Saunier Duval dropped me from their team for that autumn’s Vuelta. I was pissed off but I knew that I was paying the price for my conflicts with the team earlier that year. It wasn’t the end of the world, but it was the end of the Worlds, because, without racing in the Vuelta before the World Championships, I stood little chance of competing against those who had.
So I focused on other things and was very proud to win both the British road and time trial titles. As I had won the individual pursuit title earlier in the year, this meant that I held three of the most prestigious national championships.
It was very important to me, and it meant that I’d race all road events in the following year in the white jersey of British national champion. It felt fitting that I’d be launching my dream team wearing my country’s colours.
My standing as a reformed athlete was growing and UK Sport had put me forward as the British nomination for the World Anti-Doping Agency’s Athlete Committee. This was a complete surprise and a great honour. It gave my anti-doping role within sport an official title.

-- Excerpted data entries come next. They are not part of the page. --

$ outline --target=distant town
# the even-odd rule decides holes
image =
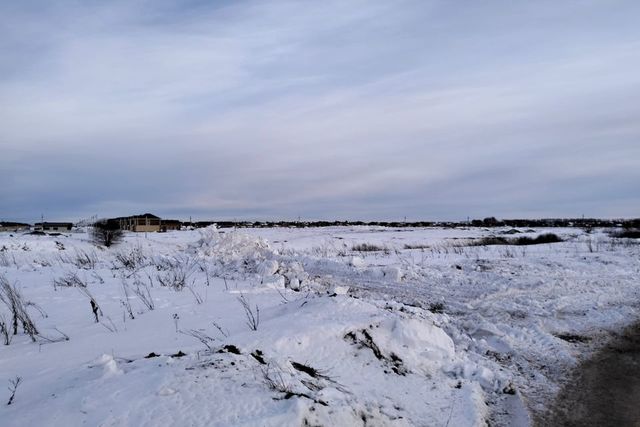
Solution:
[[[205,228],[216,225],[218,228],[311,228],[340,226],[372,226],[372,227],[640,227],[640,218],[633,219],[599,219],[599,218],[543,218],[543,219],[496,219],[488,217],[467,221],[180,221],[165,219],[151,213],[116,218],[96,219],[78,222],[47,222],[34,224],[0,221],[0,231],[64,233],[74,229],[91,226],[95,222],[108,222],[123,231],[130,232],[167,232]]]

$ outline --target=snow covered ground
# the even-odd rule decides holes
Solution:
[[[37,328],[0,346],[0,381],[21,378],[1,424],[527,425],[638,320],[640,245],[508,231],[0,233]],[[565,241],[470,245],[544,232]]]

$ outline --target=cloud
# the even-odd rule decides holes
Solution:
[[[0,216],[637,215],[619,3],[2,5]]]

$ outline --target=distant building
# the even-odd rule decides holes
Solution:
[[[73,223],[71,222],[36,222],[33,226],[36,231],[61,232],[61,231],[71,231],[71,227],[73,227]]]
[[[29,224],[21,222],[0,221],[0,231],[22,231],[31,228]]]
[[[145,213],[142,215],[114,218],[112,221],[117,221],[121,230],[134,232],[153,232],[160,231],[160,223],[162,220],[159,216]]]
[[[176,219],[162,219],[159,216],[150,213],[121,216],[118,218],[111,218],[108,221],[117,224],[121,230],[137,233],[172,231],[180,230],[182,228],[182,222]]]
[[[182,228],[182,222],[177,219],[160,220],[160,231],[180,230],[180,228]]]

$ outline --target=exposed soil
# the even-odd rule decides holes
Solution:
[[[578,366],[537,426],[640,426],[640,323]]]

Each stakeholder country in WADA can put forward a recommended nominee for the committee. It’s then up to the WADA executive committee to select who it believes is an appropriate addition and matches the cross-section they are looking for.
The majority of the committee is made up of former athletes, but there are a few who are still active. But there wasn’t – nor had there ever been – an ex-doper or a professional cyclist.
Suggesting my name was a forward-thinking move by UK Sport, but one that we thought might not be supported by WADA, which had long been critical of cycling’s record on doping. But my nomination was approved and I was elected to a three-year term on the Athlete Committee. I was now officially part of WADA, the global agency promoting anti-doping – something that would have seemed preposterous a few years earlier.